The Henry Hub is a distribution hub on the natural gas pipeline system in Erath, Louisiana, owned by Sabine Pipe Line LLC, a subsidiary of EnLink Midstream Partners LP who purchased the asset from Chevron Corporation in 2014. Due to its importance, it lends its name to the pricing point for natural gas futures contracts traded on the New York Mercantile Exchange (NYMEX) and the OTC swaps traded on Intercontinental Exchange (ICE).

It interconnects with nine interstate and four intrastate pipelines: Acadian, Columbia Gulf Transmission, Gulf South Pipeline, Bridgeline, NGPL, Sea Robin, Southern Natural Pipeline, Texas Gas Transmission, Transcontinental Pipeline, Trunkline Pipeline, Jefferson Island, and Sabine. The two compressor stations can compress 520,000 decatherm/d (6.3 GW). The transportation capacity is 1.8 billion ft^{3}/d (bcf) (590 m^{3}/s) (20.4 GW).

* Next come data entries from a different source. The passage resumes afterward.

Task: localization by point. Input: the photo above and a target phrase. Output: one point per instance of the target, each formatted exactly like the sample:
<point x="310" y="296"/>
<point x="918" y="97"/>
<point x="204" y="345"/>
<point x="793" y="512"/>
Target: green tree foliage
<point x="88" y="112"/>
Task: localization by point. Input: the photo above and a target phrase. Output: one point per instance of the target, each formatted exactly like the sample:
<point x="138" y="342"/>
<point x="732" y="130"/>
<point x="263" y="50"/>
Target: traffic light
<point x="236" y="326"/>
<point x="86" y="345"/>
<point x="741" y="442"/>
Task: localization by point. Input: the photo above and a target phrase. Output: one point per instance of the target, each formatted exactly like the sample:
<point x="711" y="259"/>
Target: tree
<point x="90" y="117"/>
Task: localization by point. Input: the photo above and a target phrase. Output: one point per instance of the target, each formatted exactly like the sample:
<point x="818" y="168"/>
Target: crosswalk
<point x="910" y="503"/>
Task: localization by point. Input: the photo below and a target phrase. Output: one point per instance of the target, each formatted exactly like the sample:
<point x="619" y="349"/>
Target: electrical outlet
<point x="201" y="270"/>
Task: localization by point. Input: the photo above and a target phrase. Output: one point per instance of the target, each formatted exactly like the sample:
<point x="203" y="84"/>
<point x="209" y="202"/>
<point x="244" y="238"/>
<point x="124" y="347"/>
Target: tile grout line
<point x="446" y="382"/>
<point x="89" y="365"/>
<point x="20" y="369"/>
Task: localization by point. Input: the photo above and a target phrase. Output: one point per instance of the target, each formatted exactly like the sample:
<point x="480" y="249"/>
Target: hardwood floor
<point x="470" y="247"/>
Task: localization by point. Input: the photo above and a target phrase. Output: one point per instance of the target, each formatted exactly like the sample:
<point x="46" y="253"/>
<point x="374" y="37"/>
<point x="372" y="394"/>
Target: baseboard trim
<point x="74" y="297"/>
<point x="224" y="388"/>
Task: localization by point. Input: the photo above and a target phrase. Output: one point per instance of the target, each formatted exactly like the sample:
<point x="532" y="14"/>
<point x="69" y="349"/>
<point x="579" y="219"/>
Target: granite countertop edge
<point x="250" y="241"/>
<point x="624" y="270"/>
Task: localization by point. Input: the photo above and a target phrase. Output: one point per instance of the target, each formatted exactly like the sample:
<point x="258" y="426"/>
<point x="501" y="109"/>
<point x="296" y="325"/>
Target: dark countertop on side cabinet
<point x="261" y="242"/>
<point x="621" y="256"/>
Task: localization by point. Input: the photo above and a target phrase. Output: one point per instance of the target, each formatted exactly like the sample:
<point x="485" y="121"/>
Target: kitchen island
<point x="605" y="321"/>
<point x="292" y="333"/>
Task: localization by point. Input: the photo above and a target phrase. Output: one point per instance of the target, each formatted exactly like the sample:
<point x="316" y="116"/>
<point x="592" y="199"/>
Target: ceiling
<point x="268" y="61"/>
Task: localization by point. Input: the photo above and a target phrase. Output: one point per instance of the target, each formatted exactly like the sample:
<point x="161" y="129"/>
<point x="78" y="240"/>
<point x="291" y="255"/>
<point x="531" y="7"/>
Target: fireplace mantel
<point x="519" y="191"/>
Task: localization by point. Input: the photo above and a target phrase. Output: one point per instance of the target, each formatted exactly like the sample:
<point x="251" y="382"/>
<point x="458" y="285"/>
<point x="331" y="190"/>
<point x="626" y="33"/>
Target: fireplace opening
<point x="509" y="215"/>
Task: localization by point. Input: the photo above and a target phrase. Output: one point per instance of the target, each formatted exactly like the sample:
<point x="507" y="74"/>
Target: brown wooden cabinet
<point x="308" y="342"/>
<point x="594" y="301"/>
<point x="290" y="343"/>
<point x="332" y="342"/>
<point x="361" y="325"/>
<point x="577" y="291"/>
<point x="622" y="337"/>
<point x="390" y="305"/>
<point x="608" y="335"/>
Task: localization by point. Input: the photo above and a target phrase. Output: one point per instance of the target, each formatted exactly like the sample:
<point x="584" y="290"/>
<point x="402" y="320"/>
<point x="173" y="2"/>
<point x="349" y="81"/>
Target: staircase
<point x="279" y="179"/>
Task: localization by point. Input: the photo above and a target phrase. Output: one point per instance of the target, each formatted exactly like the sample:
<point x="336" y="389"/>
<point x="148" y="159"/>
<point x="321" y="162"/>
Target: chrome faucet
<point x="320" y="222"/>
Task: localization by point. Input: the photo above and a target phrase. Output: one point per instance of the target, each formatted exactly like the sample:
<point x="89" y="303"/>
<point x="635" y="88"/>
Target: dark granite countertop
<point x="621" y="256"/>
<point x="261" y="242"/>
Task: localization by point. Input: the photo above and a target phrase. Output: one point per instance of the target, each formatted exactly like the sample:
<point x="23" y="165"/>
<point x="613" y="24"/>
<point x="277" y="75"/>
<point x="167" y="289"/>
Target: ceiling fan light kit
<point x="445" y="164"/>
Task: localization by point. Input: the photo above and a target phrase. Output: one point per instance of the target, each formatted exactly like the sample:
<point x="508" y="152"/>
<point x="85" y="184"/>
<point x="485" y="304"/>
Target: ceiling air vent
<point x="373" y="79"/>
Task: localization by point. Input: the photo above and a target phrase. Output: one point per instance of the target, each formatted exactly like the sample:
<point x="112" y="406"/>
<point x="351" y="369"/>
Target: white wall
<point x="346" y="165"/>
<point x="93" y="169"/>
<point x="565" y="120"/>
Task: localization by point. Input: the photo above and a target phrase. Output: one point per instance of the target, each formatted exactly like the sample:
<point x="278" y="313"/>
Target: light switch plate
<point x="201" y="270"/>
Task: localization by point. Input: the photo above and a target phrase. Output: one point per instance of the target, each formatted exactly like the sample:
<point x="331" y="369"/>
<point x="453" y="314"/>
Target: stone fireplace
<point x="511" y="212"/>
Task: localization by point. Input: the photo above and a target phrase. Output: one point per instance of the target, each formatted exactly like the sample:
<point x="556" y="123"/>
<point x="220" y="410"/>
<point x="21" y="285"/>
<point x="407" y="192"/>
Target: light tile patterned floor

Spot and future natural gas prices set at Henry Hub are denominated in US$ per millions of British thermal units and are generally seen to be the primary price set for the North American natural gas market. North American unregulated wellhead prices are closely correlated to those set at Henry Hub.

==History==
The "Henry" hub is so named for its location in the Henry hamlet of Erath, which was named after the Henry High School that stood there until damaged by the flooding and storm surge from Hurricanes Ike (2008) and Rita (2005), though the natural gas facilities suffered minimal damage.

This school was named for its benefactor, William Henry, who originally immigrated from Germany as Ludwig Wilhelm Kattentidt circa 1840, and replaced his surname with Henry, taken from his father's middle name 'Heinrich'. There are Henry descendants in the area to this day. It was customary for benefactors to sponsor schools; there were other similarly sponsored schools in Vermilion Parish around that time.

Henry Hub began operations during the early 1950s when Stone and Webster, Inc. built the original facility with unionized labor for The Texas Company (Texaco). The facility was staffed by the International Union of Operating Engineers. In the 1960s, the Texas Company built and operated an adjoining facility, Sea Robin Plant, without utilizing union labor based on right-to-work laws implemented in Louisiana. By the 2000s, all of the unionized labor were replaced by contract laborers when Texaco and Chevron merged in October 2000.

NYMEX began offering standardized natural gas contracts with delivery at the Henry Hub in April 1990.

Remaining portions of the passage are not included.